Encryption could make you more vulnerable, warn experts
Encryption could make you more vulnerable, warn experts 

By Bryan Betts
08 February 2008

The use of data encryption could make organisations vulnerable to new 
risks and threats, a panel of security experts warned today.

Many organisations are encrypting their stored data to relieve concerns 
over data theft or loss - for example, US mandatory disclosure laws on 
data breaches do not apply to encrypted data.

However, experts from IBM Internet Security Systems, Juniper, nCipher 
and elsewhere said that data encryption also brings new risks, in 
particular via attacks - deliberate or accidental - on the key 
management infrastructure.

The change comes particularly with the shift from encrypting data in 
transit to encrypting stored data - often in response to regulatory 
demands - said Richard Moulds, nCipher's product strategy EVP.

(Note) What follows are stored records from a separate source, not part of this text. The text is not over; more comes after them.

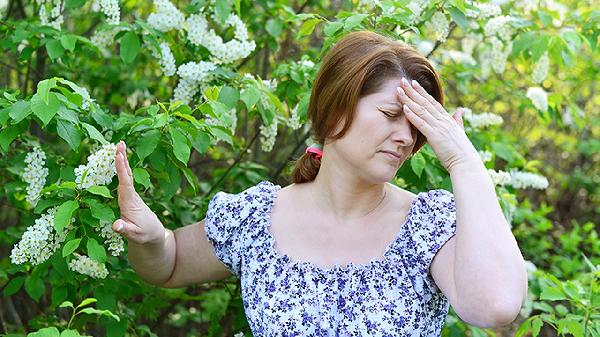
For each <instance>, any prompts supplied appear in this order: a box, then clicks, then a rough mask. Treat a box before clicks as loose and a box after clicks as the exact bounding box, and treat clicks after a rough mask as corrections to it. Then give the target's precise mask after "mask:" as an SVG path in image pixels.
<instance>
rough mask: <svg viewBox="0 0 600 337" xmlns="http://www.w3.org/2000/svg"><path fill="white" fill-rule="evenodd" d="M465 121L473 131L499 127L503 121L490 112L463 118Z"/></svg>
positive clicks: (502, 119)
mask: <svg viewBox="0 0 600 337" xmlns="http://www.w3.org/2000/svg"><path fill="white" fill-rule="evenodd" d="M465 120H467V121H468V122H469V124H470V125H471V126H472V127H473V128H475V129H481V128H484V127H487V126H492V125H501V124H502V122H503V121H504V120H503V119H502V116H500V115H497V114H495V113H491V112H484V113H480V114H472V115H470V116H468V117H467V116H465Z"/></svg>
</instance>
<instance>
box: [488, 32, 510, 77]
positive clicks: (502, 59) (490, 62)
mask: <svg viewBox="0 0 600 337" xmlns="http://www.w3.org/2000/svg"><path fill="white" fill-rule="evenodd" d="M489 41H490V43H491V45H492V47H491V48H490V50H489V54H488V56H489V62H490V64H491V67H492V68H493V69H494V71H495V72H496V73H497V74H502V73H503V72H504V69H505V68H506V59H507V58H508V55H510V52H511V51H512V41H509V42H508V43H507V44H506V45H505V44H504V43H503V42H502V41H501V40H499V39H498V38H496V37H495V36H492V37H491V38H490V39H489Z"/></svg>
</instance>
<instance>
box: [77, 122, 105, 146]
mask: <svg viewBox="0 0 600 337" xmlns="http://www.w3.org/2000/svg"><path fill="white" fill-rule="evenodd" d="M82 125H83V127H84V128H85V129H86V130H87V132H88V135H90V138H92V139H95V140H97V141H99V142H100V143H101V144H102V145H106V144H108V141H106V139H105V138H104V136H103V135H102V134H101V133H100V131H98V129H96V128H95V127H94V126H93V125H90V124H88V123H82Z"/></svg>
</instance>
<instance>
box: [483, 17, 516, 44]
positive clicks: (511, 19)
mask: <svg viewBox="0 0 600 337" xmlns="http://www.w3.org/2000/svg"><path fill="white" fill-rule="evenodd" d="M513 21H514V18H513V17H511V16H507V15H500V16H497V17H495V18H492V19H490V20H489V21H488V22H487V23H486V24H485V26H484V27H483V31H484V33H485V35H486V36H488V37H492V36H497V37H498V38H500V40H502V41H504V42H507V41H510V40H511V39H512V34H513V32H514V30H513V27H512V26H511V23H512V22H513Z"/></svg>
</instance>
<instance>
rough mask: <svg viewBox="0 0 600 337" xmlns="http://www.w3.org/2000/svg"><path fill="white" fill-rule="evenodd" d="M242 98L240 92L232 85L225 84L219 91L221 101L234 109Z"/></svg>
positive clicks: (232, 108)
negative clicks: (227, 85)
mask: <svg viewBox="0 0 600 337" xmlns="http://www.w3.org/2000/svg"><path fill="white" fill-rule="evenodd" d="M239 99H240V92H239V91H238V90H237V89H235V88H232V87H230V86H224V87H223V88H221V91H219V98H218V99H217V100H218V101H219V102H222V103H223V104H225V105H226V106H227V107H228V108H230V109H233V108H235V107H236V105H237V102H238V100H239Z"/></svg>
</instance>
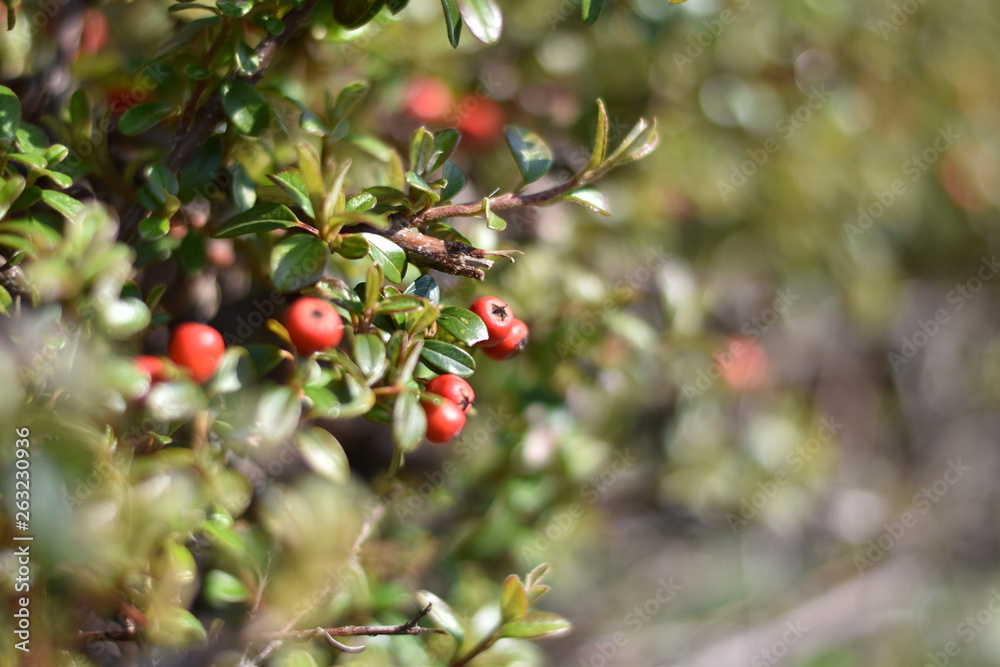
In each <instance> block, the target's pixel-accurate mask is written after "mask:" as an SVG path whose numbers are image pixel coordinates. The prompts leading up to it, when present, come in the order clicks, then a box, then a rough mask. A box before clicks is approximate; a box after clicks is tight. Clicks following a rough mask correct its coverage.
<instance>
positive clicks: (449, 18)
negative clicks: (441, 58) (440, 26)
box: [441, 0, 462, 49]
mask: <svg viewBox="0 0 1000 667" xmlns="http://www.w3.org/2000/svg"><path fill="white" fill-rule="evenodd" d="M441 8H442V9H444V24H445V28H446V29H447V30H448V42H449V43H450V44H451V45H452V47H453V48H456V49H457V48H458V40H459V39H461V37H462V14H461V12H460V11H459V9H458V3H457V2H456V0H441Z"/></svg>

"Lot of organisations are new to encryption," he added. "Their only 
exposure to it has been with SSL, but that's just a session. When you 
shift to data at rest and encrypt your laptop, if you lose the key you 
trash your data - it's a self-inflicted denial-of-service attack.

"Organisations experienced with encryption are standing back and saying 
this is potentially a nightmare. It is potentially bringing your 
business to a grinding halt."

Encryption is also as big an interest for the bad guys as the good guys, 
warned Anton Grashion, European security strategist for Juniper. "As 
soon as you let the cat out of the bag, they'll be using it too," he 
said. "For example, it looks like a great opportunity to start attacking 
key infrastructures."

"It's a new class of DoS attack," agreed Moulds. "If you can go in and 
revoke a key and then demand a ransom, it's a fantastic way of attacking 
a business."

Another risk is that over-zealous use of encryption will damage an 
organisation's ability to legitimately share and use critical business 
data, noted Joshua Corman, principal security strategist for IBM ISS.

"One fear I have is that we're all going to hide all our information, 
but companies are information-driven, so we take tactical decision and 
stifle ability to collaborate," he said.

"Sometimes, the result of implementing security technology is actually a 
net increase in risk," added Richard Reiner, chief security and 
technology officer at Telus Security Solutions.